[Linux-cluster] GFS 2 node hang in rm test

Fri Dec 3 23:08:00 UTC 2004

I ran my test script
(http://developer.osdl.org/daniel/gfs_tests/test.sh) overnight.

It ran 17 test runs before hanging in a rm during a 2 node test.
The /gfs_stripe5 is mounted on cl030 and cl031.

process 28723 (rm) on cl030 is hung.
process 29693 (updatedb) is also hung on cl030.

process 29537 (updatedb) is hung on cl031.

I have stack traces and lockdump and lock debug output
from both nodes here:

http://developer.osdl.org/daniel/GFS/gfs_2node_rm_hang/

gfs_tool/decipher_lockstate_dump cl030.lockdump shows:

Glock (inode[2], 39860)
  gl_flags =
  gl_count = 6
  gl_state = shared[3]
  lvb_count = 0
  object = yes
  aspace = 2
  reclaim = no
  Holder
    owner = 28723
    gh_state = shared[3]
    gh_flags = atime[9]
    error = 0
    gh_iflags = promote[1] holder[6] first[7]
  Waiter2
    owner = none[-1]
    gh_state = unlocked[0]
    gh_flags = try[0]
    error = 0
    gh_iflags = demote[2] alloced[4] dealloc[5]
  Waiter3
    owner = 29693
    gh_state = shared[3]
    gh_flags = any[3]
    error = 0
    gh_iflags = promote[1]
  Inode: busy

gfs_tool/decipher_lockstate_dump cl031.lockdump shows:

Glock (inode[2], 39860)
  gl_flags = lock[1]
  gl_count = 5
  gl_state = shared[3]
  lvb_count = 0
  object = yes
  aspace = 1
  reclaim = no
  Request
    owner = 29537
    gh_state = exclusive[1]
    gh_flags = local_excl[5] atime[9]
    error = 0
    gh_iflags = promote[1]
  Waiter3
    owner = 29537
    gh_state = exclusive[1]
    gh_flags = local_excl[5] atime[9]
    error = 0
    gh_iflags = promote[1]
  Inode: busy

Is there any documentation on what these fields are?

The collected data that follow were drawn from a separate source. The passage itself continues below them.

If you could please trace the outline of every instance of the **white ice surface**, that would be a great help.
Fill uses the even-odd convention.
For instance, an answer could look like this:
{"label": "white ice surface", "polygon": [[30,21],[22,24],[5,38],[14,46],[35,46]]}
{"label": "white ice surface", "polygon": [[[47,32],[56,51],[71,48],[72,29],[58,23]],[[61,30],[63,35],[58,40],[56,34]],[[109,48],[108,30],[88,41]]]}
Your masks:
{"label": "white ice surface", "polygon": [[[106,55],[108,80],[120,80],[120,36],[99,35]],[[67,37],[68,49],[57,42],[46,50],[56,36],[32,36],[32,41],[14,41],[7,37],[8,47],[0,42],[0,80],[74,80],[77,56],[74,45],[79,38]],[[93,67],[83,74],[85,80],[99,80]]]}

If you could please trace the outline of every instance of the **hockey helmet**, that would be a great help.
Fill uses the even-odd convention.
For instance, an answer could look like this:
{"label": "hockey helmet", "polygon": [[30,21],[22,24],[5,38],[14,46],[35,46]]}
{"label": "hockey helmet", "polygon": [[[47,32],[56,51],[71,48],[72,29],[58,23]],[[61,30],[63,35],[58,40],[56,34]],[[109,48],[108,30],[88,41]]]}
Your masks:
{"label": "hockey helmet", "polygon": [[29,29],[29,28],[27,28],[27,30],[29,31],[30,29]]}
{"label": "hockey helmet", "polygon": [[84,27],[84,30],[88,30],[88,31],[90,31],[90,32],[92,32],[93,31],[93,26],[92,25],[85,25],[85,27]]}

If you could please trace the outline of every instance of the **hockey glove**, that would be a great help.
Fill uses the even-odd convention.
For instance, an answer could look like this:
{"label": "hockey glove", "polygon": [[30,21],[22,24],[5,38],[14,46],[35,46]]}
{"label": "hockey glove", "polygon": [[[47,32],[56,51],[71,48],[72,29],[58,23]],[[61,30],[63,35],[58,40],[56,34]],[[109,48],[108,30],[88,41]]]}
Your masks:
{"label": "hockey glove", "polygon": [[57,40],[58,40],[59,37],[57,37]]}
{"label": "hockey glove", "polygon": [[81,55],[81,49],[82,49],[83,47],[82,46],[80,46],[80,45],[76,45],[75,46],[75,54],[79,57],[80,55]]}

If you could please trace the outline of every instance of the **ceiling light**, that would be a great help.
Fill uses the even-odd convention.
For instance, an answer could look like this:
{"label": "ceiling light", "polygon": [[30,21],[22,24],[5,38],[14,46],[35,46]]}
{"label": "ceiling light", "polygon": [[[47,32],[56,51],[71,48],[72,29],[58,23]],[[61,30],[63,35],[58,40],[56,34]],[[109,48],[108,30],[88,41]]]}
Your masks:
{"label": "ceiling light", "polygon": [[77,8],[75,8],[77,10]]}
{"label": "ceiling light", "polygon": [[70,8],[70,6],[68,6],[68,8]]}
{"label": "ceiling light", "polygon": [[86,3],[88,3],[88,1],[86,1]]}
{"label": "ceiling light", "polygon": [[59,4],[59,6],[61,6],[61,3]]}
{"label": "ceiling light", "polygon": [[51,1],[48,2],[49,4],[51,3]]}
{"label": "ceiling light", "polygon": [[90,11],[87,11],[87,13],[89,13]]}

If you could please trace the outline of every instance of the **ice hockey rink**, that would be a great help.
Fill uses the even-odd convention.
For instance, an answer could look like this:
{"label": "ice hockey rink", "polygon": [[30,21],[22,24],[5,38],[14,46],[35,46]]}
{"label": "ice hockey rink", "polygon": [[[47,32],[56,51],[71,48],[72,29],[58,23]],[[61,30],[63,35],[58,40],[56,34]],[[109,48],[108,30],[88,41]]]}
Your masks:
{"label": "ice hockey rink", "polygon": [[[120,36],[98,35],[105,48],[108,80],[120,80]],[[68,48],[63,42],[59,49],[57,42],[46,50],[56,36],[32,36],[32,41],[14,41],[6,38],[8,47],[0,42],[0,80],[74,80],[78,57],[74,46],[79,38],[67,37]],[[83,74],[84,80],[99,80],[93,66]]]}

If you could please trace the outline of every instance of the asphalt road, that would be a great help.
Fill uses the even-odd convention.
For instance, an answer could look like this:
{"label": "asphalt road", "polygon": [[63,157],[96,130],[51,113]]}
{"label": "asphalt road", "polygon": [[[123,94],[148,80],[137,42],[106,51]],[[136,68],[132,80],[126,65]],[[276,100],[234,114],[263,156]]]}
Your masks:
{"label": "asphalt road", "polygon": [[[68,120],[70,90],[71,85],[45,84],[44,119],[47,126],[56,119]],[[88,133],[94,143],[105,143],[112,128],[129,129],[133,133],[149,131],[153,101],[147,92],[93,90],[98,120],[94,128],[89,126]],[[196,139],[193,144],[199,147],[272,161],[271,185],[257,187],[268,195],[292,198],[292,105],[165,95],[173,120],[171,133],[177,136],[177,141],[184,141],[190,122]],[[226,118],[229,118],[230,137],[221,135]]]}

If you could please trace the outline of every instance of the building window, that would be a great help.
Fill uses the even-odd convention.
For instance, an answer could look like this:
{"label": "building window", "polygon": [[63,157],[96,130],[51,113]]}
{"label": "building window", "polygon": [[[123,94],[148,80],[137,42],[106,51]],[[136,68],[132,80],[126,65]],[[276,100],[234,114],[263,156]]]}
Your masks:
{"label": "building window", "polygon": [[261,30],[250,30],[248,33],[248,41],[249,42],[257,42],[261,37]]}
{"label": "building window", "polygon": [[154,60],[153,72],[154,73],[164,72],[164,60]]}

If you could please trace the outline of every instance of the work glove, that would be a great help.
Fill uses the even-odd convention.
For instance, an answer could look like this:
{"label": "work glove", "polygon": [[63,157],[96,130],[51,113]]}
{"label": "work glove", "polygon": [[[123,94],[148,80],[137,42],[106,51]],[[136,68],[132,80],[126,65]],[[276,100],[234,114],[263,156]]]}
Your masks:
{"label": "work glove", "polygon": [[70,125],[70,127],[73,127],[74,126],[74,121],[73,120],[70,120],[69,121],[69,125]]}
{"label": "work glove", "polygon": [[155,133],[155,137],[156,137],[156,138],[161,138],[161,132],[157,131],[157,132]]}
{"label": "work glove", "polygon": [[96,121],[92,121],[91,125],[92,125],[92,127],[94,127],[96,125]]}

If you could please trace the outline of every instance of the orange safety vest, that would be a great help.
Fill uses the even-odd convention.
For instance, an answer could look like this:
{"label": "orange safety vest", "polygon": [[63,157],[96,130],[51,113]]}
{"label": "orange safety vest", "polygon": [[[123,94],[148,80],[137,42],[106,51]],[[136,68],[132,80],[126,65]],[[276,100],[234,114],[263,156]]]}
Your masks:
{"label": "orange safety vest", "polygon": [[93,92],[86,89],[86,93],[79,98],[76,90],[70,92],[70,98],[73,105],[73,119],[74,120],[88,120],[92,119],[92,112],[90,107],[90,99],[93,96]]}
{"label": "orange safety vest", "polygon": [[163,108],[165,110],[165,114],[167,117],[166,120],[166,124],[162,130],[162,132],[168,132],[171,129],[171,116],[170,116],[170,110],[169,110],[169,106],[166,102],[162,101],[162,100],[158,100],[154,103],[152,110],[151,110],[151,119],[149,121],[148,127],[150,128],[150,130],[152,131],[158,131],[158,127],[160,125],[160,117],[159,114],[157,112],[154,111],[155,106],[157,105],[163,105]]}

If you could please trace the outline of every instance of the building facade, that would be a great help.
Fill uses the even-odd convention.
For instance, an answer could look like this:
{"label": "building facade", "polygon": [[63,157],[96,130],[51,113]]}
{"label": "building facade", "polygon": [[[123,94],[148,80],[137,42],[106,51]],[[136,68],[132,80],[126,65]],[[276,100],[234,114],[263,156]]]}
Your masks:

What is the difference between Waiter2 and Waiter3?

If I understand this correctly, the updatedb (29537) on
cl031 is trying to go from shared -> exclusive while the 
rm (28723) on cl030 is holding the glock shared and the
updatedb (29693) on cl030 is waiting to get the glock shared.

Questions:

How does one know which node is the master for a lock?

Shouldn't the cl030 know (bast) that the updatedb on cl031
is trying to go shared->exclusive?

What does the gfs_tool/parse_lockdump script do?

I have include the output from /proc/cluster/lock_dlm/debug,
but I have no idea what that data is.  Any hints?

Anything else I can do to debug this further?

Thanks,

Daniel